Remix.run Logo
brendanmc6 3 hours ago

Sure happy to share. It’s been trial and error, but I’ve learned that for agents to reliably ship a large feature or refactor, I need a good spec (functional acceptance criteria) and I need a good plan for sequencing the work.

The big expensive models are great at planning tasks and reviewing the implementation of a task. They can better spot potential gotchas, performance or security gaps, subtle logic and nuance that cheaper models fail to notice.

The small cheap models are actually great (and fast) at generating decent code if they have the right direction up front.

So I do all the spec writing myself (with some LLM assistance), and I hand it to a Supervisor agent who coordinates between subagents. Plan -> implement -> review -> repeat until the planner says “all done”.

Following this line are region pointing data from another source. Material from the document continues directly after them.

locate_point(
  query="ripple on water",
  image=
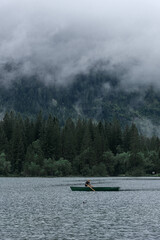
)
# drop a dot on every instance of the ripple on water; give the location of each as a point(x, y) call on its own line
point(46, 208)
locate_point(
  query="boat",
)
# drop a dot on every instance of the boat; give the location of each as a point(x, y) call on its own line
point(95, 188)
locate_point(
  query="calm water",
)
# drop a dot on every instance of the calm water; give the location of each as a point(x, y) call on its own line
point(46, 208)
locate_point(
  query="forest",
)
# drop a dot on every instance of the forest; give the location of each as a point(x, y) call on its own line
point(43, 147)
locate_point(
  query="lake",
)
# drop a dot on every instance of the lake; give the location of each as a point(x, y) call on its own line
point(46, 208)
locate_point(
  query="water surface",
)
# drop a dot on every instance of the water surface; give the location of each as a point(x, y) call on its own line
point(46, 208)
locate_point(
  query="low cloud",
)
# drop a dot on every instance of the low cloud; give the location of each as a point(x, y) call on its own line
point(57, 39)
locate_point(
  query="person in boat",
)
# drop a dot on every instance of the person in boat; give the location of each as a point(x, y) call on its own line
point(88, 183)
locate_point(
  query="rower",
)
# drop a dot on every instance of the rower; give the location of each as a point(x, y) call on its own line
point(87, 183)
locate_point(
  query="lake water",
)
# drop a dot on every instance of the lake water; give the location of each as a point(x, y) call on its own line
point(46, 208)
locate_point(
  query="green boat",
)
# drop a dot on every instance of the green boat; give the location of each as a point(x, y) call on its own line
point(95, 188)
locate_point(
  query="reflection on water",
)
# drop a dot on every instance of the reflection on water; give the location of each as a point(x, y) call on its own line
point(46, 208)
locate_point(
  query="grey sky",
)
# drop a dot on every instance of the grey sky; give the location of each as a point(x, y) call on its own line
point(59, 38)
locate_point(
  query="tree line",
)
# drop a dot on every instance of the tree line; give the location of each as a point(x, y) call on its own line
point(42, 147)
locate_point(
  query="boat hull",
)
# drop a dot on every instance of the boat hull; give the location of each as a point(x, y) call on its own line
point(95, 188)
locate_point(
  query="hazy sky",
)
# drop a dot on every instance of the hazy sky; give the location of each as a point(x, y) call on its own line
point(59, 38)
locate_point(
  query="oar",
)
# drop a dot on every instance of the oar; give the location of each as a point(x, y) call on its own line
point(90, 187)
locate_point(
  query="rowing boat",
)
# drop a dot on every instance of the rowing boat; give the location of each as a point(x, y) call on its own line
point(95, 188)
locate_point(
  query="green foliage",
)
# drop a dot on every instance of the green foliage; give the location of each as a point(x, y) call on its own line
point(42, 147)
point(5, 166)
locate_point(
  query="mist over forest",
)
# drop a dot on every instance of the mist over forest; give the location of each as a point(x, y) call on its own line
point(88, 59)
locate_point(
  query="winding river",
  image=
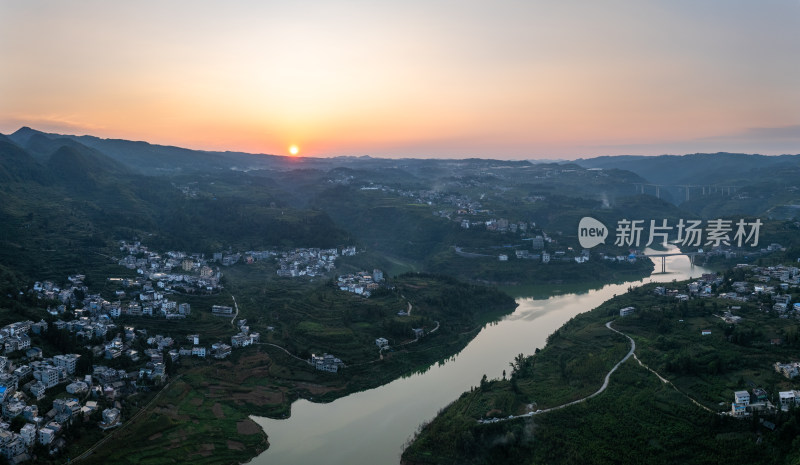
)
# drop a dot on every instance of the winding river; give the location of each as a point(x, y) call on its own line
point(372, 426)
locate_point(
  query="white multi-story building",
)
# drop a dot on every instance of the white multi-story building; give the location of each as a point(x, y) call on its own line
point(47, 376)
point(67, 361)
point(28, 434)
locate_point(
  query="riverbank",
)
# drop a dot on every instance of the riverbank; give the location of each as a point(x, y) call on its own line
point(664, 407)
point(205, 415)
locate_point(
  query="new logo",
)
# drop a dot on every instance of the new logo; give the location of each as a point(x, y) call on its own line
point(591, 232)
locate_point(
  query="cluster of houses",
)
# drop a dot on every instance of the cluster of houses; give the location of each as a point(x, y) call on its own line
point(789, 370)
point(25, 378)
point(326, 362)
point(244, 337)
point(310, 262)
point(784, 277)
point(744, 403)
point(744, 291)
point(361, 283)
point(179, 271)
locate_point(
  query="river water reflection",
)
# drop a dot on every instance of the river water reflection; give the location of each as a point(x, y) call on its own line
point(371, 427)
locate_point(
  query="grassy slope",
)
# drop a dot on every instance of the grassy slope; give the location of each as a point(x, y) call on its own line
point(203, 416)
point(638, 419)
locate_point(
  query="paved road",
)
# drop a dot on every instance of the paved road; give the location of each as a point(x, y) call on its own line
point(596, 393)
point(237, 311)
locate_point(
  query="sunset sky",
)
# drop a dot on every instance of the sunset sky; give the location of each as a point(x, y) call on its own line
point(499, 79)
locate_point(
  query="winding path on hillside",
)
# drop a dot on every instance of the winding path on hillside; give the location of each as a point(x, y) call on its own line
point(584, 399)
point(605, 385)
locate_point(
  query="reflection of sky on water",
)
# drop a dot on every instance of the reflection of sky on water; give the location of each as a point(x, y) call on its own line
point(371, 426)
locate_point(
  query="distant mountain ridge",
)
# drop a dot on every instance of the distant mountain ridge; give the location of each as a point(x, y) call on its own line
point(698, 168)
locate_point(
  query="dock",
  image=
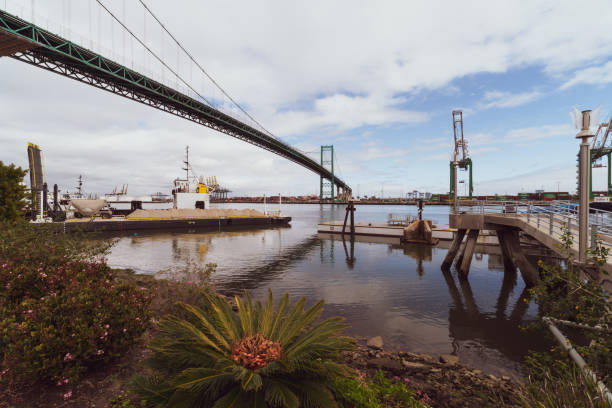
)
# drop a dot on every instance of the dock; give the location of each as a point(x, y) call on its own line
point(395, 231)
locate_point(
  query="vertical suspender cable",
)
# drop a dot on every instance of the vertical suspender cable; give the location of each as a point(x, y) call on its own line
point(204, 71)
point(161, 61)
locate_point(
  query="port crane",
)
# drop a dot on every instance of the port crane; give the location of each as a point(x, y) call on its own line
point(461, 156)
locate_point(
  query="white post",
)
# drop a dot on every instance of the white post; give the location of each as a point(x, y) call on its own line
point(42, 207)
point(584, 164)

I switch up my models all the time (actively experimenting) but today I was using GPT 5.4 for review and planning, costing me about $0.4-$1 for a good sized task, and Kimi for implementation. Sometimes my spec takes 4-5 review loops and the cost can add up over an 8 hour day. Still cheaper than Claude Max (for now, barely).

Each agent retains a fairly small context window which seems to keep costs down and improves output. Full context can be catastrophic for some models.

As for the spec writing, this is the fun part for me, and I’ve been obsessing over this process, and the process of tracking acceptance criteria and keeping my agents aligned to it. I have a toolkit cooking, you can find in my comment history (aiming to open source it this week).